In the column called ‘Automatic Thought’ it looks like it is important to see if the thoughts have come from either of my schemas (the defectiveness schema [“I’m broken”, “I’m ugly”, etc] and the social isolation schema [“I don’t fit in”, “I don’t belong”, etc]). Most of these ones did and were usually from the defectiveness schema.

I was worried beforehand that I’d be embarrassed talking about my weight and feeling fat with her because she’s thin and I’m so ashamed of being fat but it was actually okay. Now I feel quite relieved and like if I have to talk about it again it’ll be okay. She was quite emphatic that a thin or beautiful person isn’t necessarily a good, nice or kind person – she said “look at Naomi Campbell” who has been spitting at policemen. When she read out my automatic thought “I’m just like a monster” she sounded a bit shocked. I am worried that she suspects I have more eating problems that I have talked about. This is true as I would really like to ‘restrict’, i.e. diet strictly, and loose weight quickly. What’s stopping me isn’t really the health implications of restricting (though it is a little especially the thought of getting osteoporosis) but the lack of motivation. I can feel my motivation coming back. I should be frightened not pleased.
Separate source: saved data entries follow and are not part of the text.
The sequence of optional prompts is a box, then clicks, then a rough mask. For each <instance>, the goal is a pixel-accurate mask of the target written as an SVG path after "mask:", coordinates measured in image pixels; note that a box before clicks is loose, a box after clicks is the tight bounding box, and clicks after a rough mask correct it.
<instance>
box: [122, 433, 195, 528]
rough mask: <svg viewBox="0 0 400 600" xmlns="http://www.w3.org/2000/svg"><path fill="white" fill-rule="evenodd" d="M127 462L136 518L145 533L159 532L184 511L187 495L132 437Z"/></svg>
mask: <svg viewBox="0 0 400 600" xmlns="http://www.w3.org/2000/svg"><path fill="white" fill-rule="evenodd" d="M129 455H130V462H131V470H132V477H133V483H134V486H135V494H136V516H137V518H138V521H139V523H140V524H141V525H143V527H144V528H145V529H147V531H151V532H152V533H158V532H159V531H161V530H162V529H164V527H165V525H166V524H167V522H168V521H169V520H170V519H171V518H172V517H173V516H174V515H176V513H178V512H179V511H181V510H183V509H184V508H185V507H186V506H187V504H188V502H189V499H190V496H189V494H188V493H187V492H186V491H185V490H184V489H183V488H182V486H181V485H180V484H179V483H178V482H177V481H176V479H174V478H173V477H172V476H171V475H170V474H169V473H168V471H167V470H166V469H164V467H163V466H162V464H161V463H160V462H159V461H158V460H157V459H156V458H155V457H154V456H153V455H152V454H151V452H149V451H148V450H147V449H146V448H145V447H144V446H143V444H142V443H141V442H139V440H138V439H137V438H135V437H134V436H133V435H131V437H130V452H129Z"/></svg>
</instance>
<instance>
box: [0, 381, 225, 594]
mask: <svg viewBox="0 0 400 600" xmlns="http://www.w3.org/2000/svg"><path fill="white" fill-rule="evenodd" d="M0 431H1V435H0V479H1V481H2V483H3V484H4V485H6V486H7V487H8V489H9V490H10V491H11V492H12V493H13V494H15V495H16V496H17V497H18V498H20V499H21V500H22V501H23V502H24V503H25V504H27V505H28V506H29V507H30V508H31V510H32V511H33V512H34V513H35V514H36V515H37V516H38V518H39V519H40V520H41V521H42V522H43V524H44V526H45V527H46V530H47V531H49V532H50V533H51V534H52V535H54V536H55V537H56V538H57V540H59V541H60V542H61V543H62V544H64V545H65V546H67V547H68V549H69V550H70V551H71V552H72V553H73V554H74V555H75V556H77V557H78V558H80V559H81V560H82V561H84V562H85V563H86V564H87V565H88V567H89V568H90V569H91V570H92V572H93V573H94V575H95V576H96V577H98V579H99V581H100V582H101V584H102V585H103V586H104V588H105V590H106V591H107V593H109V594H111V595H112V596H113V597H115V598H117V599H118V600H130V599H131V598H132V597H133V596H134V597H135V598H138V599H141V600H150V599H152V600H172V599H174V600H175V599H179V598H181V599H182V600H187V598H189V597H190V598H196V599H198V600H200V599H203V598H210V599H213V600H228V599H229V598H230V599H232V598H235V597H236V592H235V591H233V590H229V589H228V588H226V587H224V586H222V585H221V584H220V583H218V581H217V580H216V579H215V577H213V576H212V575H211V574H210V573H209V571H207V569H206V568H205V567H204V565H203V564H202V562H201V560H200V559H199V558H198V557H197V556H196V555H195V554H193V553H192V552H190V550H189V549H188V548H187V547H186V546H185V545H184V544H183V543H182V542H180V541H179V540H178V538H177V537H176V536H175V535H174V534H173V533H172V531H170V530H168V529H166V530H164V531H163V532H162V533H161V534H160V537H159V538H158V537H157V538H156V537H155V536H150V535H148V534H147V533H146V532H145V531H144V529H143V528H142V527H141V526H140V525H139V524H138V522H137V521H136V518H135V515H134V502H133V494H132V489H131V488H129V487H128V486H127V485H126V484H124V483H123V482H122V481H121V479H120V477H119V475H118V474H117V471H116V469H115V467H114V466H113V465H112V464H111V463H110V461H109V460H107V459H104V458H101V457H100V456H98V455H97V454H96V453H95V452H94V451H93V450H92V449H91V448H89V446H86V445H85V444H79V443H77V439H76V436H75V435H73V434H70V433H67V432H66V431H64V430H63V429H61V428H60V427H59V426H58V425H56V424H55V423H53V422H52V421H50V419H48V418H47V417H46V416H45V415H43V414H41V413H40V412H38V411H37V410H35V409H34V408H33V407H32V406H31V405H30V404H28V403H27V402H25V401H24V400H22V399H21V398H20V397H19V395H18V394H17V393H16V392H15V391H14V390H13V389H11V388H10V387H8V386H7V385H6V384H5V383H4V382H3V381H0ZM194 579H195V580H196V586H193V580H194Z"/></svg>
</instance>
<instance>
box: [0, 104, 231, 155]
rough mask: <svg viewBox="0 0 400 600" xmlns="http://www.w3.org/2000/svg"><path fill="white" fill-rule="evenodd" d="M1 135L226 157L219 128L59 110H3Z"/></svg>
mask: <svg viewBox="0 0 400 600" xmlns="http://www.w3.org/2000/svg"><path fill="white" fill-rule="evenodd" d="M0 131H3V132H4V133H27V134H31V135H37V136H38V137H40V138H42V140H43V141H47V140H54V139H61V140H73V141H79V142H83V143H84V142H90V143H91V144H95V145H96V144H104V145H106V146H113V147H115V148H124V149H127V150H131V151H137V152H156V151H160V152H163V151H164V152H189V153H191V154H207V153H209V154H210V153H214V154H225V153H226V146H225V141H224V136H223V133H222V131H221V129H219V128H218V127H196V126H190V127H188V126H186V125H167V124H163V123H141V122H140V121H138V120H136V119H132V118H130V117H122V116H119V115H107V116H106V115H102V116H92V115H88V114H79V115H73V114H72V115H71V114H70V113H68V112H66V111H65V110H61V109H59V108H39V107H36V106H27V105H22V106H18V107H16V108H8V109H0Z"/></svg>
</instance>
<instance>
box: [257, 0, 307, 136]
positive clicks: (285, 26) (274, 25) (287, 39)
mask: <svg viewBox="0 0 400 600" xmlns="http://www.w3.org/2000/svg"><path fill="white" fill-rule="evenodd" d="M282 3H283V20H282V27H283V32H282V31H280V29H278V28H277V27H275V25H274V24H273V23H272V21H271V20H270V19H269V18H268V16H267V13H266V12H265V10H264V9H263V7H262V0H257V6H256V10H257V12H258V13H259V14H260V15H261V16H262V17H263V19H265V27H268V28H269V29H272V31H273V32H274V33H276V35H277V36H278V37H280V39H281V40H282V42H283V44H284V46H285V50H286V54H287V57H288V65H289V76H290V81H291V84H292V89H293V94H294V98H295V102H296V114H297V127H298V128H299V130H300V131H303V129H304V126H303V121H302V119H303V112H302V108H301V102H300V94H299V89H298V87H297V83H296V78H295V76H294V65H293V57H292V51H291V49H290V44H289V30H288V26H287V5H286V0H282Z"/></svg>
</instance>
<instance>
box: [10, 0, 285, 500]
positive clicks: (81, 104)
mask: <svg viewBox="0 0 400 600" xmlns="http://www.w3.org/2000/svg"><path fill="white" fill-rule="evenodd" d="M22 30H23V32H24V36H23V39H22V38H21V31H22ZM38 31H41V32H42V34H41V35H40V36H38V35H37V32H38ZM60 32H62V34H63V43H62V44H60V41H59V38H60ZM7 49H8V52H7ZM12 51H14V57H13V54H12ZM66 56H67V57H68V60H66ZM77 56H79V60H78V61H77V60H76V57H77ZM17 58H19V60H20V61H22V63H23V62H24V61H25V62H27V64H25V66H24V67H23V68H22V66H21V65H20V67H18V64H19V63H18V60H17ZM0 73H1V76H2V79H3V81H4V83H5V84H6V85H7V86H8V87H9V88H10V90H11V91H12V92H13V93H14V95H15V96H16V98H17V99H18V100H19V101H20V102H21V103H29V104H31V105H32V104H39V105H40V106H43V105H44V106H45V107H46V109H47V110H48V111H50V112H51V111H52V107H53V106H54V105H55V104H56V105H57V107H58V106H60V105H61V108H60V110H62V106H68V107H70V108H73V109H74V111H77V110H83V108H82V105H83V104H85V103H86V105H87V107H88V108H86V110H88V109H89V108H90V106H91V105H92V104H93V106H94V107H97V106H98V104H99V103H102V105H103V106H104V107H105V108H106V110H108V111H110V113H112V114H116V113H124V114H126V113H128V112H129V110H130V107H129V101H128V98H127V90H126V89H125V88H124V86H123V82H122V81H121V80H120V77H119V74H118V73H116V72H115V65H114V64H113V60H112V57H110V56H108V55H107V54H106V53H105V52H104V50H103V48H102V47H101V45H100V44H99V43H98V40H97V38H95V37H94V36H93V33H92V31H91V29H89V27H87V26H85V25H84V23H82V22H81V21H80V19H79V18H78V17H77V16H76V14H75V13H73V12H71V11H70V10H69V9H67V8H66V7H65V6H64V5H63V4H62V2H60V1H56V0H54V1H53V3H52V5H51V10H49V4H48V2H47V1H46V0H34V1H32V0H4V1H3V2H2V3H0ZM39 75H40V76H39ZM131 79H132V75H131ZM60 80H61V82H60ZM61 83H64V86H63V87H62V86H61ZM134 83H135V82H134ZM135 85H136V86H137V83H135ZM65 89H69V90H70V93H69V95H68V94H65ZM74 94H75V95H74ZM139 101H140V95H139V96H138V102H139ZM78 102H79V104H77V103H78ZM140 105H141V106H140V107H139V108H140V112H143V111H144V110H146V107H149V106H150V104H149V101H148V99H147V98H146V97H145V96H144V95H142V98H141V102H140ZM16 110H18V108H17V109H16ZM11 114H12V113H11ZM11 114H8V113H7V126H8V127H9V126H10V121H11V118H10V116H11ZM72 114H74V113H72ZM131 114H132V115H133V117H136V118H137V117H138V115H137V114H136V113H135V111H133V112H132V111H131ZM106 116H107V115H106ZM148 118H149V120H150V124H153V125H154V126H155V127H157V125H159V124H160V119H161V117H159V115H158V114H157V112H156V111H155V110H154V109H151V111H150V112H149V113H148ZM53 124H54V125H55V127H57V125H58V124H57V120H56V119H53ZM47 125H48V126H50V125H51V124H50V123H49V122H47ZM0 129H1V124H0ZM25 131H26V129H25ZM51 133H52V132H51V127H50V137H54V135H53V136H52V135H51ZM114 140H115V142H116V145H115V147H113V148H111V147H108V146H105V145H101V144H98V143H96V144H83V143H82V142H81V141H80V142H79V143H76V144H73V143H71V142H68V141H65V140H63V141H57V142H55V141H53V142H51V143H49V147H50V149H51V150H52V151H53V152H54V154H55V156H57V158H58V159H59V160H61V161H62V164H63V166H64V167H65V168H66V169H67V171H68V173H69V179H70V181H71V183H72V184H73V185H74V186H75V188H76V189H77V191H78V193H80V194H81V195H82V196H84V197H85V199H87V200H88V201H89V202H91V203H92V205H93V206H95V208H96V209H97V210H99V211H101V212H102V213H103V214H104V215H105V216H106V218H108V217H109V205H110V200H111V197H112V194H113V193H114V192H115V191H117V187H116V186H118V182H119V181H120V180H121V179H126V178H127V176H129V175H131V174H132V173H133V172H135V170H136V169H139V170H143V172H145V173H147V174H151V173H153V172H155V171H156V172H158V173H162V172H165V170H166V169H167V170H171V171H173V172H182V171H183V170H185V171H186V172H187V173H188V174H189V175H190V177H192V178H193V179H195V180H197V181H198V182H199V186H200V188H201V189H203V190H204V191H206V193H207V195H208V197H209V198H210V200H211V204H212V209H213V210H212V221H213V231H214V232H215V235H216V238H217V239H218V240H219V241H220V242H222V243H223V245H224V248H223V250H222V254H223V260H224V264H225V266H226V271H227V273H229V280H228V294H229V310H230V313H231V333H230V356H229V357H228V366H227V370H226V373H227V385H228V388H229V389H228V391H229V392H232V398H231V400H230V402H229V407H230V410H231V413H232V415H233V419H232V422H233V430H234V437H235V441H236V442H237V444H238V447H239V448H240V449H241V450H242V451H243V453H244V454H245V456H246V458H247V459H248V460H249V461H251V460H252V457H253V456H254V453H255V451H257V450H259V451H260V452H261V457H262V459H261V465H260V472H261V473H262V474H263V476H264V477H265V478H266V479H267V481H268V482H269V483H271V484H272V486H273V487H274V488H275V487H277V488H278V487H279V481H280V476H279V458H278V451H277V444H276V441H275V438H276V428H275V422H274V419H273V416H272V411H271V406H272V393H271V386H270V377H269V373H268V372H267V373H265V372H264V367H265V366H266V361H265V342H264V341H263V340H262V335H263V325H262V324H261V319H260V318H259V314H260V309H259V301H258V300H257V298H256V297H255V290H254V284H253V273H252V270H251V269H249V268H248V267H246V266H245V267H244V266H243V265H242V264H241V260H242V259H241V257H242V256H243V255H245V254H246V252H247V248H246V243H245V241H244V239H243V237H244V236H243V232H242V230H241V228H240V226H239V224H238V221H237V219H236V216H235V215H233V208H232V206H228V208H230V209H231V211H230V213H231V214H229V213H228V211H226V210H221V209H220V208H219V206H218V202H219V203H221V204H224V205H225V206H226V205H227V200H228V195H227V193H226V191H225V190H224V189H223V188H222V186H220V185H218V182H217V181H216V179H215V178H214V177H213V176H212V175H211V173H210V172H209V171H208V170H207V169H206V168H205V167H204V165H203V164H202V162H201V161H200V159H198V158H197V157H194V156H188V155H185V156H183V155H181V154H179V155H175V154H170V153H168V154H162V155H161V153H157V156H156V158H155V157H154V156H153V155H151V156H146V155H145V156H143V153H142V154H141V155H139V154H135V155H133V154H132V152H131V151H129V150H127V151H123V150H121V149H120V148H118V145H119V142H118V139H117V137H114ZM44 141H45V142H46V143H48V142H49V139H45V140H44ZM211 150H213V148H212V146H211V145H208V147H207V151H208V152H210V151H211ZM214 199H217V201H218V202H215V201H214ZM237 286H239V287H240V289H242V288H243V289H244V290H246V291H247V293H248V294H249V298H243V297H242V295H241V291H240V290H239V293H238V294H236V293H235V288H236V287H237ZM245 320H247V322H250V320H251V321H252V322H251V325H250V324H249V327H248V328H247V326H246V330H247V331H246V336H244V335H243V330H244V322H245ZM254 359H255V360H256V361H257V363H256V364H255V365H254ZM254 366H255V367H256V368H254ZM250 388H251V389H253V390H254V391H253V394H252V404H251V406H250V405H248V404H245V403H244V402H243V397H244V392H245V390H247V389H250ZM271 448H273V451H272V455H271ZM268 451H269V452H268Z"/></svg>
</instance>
Anyway, back to the appointment. She asked if the critical voices were like the bullies when I was at school and if I’d found that calling myself the same names had made the bullies’ name-calling hurt a bit less. Oh my fucking god that is so true! I definitely remember kind of ‘practicing’ calling myself names and noticing that when other people called me those things it didn’t get to me as much.

We talked about my recurrent argument with my OH, J, about the flat, his sister’s stuff here and his family. I’m worried that J’s sister doesn’t want the rats here but isn’t saying anything. The psychologist pointed out that it is J’s sister’s responsibility to say what she wants and assert herself. She also said that most people would find my situation with this flat unsettling which made me feel better.

My homework this week is to continue reading Overcoming Depression, though she didn’t suggest a page number this time, and continue doing thought forms.